# Anyone had thread failures with PR?



## Dan_F (Dec 29, 2009)

Has anyone either had problems tapping PR, or had thread failures after using a tapped PR blank for a while? Just wondering if these will be as durable as the acrylic ones. Thanks,

Dan


----------



## cnirenberg (Dec 29, 2009)

Dan,
I had some problems with the threads in a multi colored PR cast blank.  I don't know think it was the PR itself but possibly the powders that made up the deep colors (i.e silver, bronze etc.)  It was a 10x1 thread (used a die with the standard lubricant etc.)and the threads chipped so bad I had to scrap and move on.  The tenon looked good and was as true as I could get it with a wood lathe. I haven't been able to try more PR to see if it was me or the material.  I will try next with a metal lathe to see.  Hope this helps in some way.


----------



## bgray (Dec 29, 2009)

Most polyesters thread very poorly.

I avoid them.  If you are going to try it, use lots of lubrication/coolant, and very very light cuts.  You will need to single-point them, I wouldn't try a tap.

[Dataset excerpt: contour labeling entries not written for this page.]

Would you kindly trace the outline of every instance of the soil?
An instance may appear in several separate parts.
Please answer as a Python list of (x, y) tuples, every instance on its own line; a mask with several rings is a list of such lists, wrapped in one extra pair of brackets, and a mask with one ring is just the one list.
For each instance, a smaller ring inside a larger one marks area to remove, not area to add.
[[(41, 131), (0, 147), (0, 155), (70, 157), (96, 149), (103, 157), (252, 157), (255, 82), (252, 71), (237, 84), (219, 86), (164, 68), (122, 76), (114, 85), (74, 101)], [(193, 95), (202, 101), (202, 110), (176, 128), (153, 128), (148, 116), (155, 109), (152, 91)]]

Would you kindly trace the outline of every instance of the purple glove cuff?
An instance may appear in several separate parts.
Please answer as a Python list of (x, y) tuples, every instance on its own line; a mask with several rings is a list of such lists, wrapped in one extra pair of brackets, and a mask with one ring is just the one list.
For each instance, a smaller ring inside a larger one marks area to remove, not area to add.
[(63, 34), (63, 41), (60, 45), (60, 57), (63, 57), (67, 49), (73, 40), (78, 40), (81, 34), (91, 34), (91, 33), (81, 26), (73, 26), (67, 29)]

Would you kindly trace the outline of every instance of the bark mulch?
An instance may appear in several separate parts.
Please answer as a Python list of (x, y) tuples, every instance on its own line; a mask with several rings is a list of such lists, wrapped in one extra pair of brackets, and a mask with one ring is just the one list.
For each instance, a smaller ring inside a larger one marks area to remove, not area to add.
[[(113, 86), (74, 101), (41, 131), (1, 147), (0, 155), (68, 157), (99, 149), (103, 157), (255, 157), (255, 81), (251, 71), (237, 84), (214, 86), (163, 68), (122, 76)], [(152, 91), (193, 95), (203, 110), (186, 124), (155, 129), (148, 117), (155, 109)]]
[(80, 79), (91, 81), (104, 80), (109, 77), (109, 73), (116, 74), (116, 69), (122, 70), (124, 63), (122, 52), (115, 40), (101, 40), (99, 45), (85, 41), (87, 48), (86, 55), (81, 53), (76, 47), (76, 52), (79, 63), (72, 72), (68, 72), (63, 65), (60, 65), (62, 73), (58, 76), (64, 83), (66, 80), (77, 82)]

But even then, I don't like trying.  The threads might function, but they will most likely chip and not look attractive, at best.  

There are so many standard acrylics to choose from, that I find no reason to use PR's, if they need to be threaded.


----------



## BRobbins629 (Dec 29, 2009)

I have to agree with Brian, but if you really like the PR or it is a special cast, you can bore out the end and make an insert from something that threads easily.  I usually use ebonite and glue it in with epoxy.  Saves a lot of anxiety over cracking a special blank.  I've even done this with wood blanks.


----------



## cnirenberg (Dec 29, 2009)

Thanks for the heads up on this.


----------



## Dan_F (Dec 29, 2009)

Thanks.  I'm trying to find a way to use some of Dawn's lovely casts for kitless fountain pens. This is my first experience with PR, and just from turning them round, it didn't seem that they would take to tapping. Oh well, back to the drawing board. 

Dan


----------



## skiprat (Dec 29, 2009)

Dan, I tap Dawns PR on a regular basis and I find that if you can incorporate some sort of re-inforcement like a cb then it works fine.
Here is one I did some time ago.


----------



## apple320 (Dec 29, 2009)

*And I though it was only me*

After fighting with this problem this was the way I was able to deal with it






Chris


----------



## Dan_F (Dec 29, 2009)

Skiprat---I have been tapping a black acrylic center band for my pens, but then that still leaves the male threads of the barrel to go into the center band, as well as the females in the barrel to hold the section. In addition, I also thread the cap finial so that I can turn it and the cap at the same time for a perfect fit, and then unscrew it to install the clip. I would worry about the longevity of the threads, even if I were able to create them. 

Apple--- That's the way I was thinking of going, only having the black portion of the barrel set into the PR so that the minimum - just the threads - will show. Hopefully it won't show through the PR too much. 

Dan


----------



## apple320 (Dec 30, 2009)

*Another one I found*






Same idea

Chris


----------



## cnirenberg (Dec 31, 2009)

Chris,
Excellent idea.


----------



## ldb2000 (Dec 31, 2009)

I guess I have been lucky so far , I thread PR all the time and haven't had many problems . I use taps and dies to do all my threading and get nice clean threads , both inside and outside . Like this one 





I do try to reinforce the inside threads with some kind of centerband , but even with out the CB I have had good success , like this 



 

The cap threads on this pen are cut in the PR and a metal threaded coupler threads into them , so far the threads are holding up just fine and these are both pens that I use on a regular basis .


----------